Ludovico’s first major commission seems to have been awarded around 1447 to Pisanello, leading artist of the international Gothic style. Rich, ornate, and decorative, the style held great appeal for aristocratic patrons. In Mantua, Pisanello began work on frescoes illustrating Arthurian legends, but they were never completed. Within a decade or so, Ludovico’s tastes had radically changed. He left behind the Gothic style in favor of the classical language of ancient Roman art. The Gothic style may have been more “modern,” but it was also increasingly outdated. The shift placed him and his court in the vanguard—culturally—in a way he could not achieve in political or military realms.
Funerary Monument of Andrea Mantegna
Attributed to Andrea Mantegna or Gian Marco Cavalli
Funerary Monument of Andrea Mantegna, installed by 1516
Bronze on porphyry framed by Istrian stone
Chapel of San Giovanni Battista, S. Andrea, Mantua, Italy
Scala/Art Resource, NY
This striking bust of Andrea Mantegna, who was known mostly as a painter but who also made sculpture, is part of his own funerary monument. He filled the monument with references to ancient art. The bust, a Roman form made of bronze, the noblest material of ancient sculpture, is set in front of an ancient porphyry disk within in a round frame. The effect recalls Roman clypeate portraits. The inscription, in Latin, reads, “You who see the bronze likeness of Aeneas [sic] Mantegna know that he is equal if not superior to Apelles.” Not only does it draw a parallel to the most celebrated painter of ancient Greece, but the artist’s own name, Andrea, is altered to match that of Rome’s greatest mythological hero.
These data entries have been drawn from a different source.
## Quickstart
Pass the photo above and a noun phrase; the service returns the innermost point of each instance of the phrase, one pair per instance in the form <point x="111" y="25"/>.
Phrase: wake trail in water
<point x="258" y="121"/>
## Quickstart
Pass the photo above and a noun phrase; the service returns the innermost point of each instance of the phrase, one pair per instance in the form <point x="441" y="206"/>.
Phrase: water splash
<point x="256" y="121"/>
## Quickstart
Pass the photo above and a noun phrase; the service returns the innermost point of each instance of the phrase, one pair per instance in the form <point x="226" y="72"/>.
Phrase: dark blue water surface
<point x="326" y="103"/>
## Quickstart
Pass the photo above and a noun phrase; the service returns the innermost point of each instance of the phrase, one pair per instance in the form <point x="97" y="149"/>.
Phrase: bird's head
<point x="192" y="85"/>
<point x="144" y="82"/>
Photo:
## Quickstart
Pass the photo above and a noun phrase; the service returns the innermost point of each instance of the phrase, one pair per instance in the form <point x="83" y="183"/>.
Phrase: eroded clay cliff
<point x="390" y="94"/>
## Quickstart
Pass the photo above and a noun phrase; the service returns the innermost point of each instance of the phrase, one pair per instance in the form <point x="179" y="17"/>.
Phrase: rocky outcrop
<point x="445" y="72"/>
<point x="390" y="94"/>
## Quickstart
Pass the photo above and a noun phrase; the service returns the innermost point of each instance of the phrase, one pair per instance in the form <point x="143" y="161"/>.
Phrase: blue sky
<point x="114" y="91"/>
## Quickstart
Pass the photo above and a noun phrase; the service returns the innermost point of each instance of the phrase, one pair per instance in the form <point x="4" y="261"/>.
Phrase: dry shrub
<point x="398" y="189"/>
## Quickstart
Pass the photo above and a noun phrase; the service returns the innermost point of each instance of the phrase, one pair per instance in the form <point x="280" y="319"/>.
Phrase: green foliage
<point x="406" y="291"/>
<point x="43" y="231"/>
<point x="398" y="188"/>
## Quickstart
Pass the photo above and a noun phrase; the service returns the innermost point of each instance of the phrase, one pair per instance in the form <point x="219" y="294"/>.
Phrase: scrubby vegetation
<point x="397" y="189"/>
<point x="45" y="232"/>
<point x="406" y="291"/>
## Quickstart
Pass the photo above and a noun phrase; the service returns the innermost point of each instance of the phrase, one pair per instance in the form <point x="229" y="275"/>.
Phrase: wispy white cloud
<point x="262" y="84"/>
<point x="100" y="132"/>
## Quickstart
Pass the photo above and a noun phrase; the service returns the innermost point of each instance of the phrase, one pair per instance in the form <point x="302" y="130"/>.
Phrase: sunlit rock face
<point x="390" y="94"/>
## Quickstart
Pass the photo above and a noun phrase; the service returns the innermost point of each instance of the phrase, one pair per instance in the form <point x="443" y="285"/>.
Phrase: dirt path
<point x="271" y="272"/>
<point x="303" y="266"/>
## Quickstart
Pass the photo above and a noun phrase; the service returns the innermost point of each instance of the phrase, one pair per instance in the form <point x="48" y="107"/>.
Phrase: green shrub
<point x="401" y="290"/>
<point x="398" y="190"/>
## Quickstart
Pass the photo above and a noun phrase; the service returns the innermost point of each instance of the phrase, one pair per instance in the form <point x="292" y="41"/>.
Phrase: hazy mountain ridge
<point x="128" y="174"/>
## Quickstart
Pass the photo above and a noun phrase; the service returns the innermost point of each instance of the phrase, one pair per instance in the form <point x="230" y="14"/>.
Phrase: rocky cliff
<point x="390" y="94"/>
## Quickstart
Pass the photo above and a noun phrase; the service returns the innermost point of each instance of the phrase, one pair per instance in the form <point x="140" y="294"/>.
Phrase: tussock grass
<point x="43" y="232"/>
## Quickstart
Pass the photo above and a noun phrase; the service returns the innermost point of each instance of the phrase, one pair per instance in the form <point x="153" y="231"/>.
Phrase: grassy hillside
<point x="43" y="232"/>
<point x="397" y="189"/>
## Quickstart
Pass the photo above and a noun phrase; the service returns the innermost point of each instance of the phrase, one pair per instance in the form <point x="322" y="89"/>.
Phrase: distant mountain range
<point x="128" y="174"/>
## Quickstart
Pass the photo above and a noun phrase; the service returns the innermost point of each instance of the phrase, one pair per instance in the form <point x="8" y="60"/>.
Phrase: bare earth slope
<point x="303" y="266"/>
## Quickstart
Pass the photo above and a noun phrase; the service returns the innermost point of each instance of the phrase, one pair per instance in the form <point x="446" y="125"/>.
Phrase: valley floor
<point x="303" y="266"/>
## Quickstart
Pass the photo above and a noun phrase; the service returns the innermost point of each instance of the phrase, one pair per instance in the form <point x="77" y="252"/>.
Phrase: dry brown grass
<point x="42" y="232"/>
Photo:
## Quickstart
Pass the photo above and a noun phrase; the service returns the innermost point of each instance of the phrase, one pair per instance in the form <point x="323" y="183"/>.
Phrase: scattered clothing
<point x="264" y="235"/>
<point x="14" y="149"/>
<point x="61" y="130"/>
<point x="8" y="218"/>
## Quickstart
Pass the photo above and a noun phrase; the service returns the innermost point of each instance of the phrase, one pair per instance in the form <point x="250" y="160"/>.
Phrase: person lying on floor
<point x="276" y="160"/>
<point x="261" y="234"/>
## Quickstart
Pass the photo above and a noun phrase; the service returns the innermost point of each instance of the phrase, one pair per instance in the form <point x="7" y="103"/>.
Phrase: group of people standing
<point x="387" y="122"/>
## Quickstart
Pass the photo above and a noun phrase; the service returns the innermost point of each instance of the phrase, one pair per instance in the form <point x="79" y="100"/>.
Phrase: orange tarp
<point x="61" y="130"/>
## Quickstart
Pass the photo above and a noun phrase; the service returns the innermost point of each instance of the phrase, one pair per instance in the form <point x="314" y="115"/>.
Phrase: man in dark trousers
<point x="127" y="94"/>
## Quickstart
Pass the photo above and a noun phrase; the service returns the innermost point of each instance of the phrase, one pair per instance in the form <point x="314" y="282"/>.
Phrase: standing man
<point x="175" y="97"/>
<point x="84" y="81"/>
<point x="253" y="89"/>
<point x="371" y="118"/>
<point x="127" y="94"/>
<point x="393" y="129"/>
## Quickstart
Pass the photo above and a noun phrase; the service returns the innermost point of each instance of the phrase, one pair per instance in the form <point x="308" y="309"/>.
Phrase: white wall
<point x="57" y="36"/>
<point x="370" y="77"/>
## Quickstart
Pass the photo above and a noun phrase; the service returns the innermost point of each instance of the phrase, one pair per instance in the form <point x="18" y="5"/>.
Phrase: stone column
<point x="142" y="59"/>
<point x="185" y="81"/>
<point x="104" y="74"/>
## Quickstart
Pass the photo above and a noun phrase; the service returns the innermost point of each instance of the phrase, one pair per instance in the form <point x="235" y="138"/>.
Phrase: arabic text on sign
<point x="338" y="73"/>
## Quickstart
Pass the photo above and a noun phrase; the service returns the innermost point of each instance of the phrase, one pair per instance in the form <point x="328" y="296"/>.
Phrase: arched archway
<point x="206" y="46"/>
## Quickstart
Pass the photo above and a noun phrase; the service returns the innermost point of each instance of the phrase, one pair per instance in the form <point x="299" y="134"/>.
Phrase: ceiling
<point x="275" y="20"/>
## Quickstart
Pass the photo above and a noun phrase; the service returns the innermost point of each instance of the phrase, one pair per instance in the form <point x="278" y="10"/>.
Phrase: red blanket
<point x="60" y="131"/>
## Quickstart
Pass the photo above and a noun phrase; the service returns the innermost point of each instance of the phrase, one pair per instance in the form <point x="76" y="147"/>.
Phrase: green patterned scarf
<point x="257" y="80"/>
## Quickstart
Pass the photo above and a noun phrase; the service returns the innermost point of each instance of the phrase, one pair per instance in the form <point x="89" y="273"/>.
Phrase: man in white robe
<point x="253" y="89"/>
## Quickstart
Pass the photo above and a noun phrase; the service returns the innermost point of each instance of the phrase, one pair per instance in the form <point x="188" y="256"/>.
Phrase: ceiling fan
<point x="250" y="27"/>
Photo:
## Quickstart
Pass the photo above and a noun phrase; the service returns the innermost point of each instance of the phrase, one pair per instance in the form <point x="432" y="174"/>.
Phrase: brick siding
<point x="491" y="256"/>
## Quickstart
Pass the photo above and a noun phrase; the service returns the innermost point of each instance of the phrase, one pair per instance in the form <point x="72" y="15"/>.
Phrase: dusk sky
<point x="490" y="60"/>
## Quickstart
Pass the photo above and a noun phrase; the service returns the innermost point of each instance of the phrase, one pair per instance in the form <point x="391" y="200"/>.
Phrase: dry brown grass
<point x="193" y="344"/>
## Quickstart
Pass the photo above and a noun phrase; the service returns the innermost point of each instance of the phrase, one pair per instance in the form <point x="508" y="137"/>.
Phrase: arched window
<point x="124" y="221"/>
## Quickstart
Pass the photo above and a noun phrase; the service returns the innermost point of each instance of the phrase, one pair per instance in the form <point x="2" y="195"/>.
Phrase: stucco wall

That the artist was given permission to install his funerary chapel inside the church of S. Andrea is an indication of his standing with the Gonzaga. The medieval monastery had been transformed by Federigo and Alberti into a splendid Renaissance building. Mantegna purchased land behind the church so that no future building would block the light that fell into the chapel through a circular window.
Perhaps Ludovico was swayed by the humanist interests of Pius II during the pontiff’s stay in Mantua in 1459–60 (discussed earlier). The pope was then setting out to transform his birthplace into an ideal Renaissance city (renamed Pienza). Influence in that direction must also have come from architect and theorist Leon Battista Alberti, a member of the papal entourage. Later, Alberti worked closely with the marquis on projects that gave Mantua splendid Renaissance edifices and harmonious public spaces. Ludovico’s new tastes were in evidence by 1460, when he lured Andrea Mantegna, widely recognized for his “archaeological” style, to Mantua as court artist (see Mantegna and the Court Artist).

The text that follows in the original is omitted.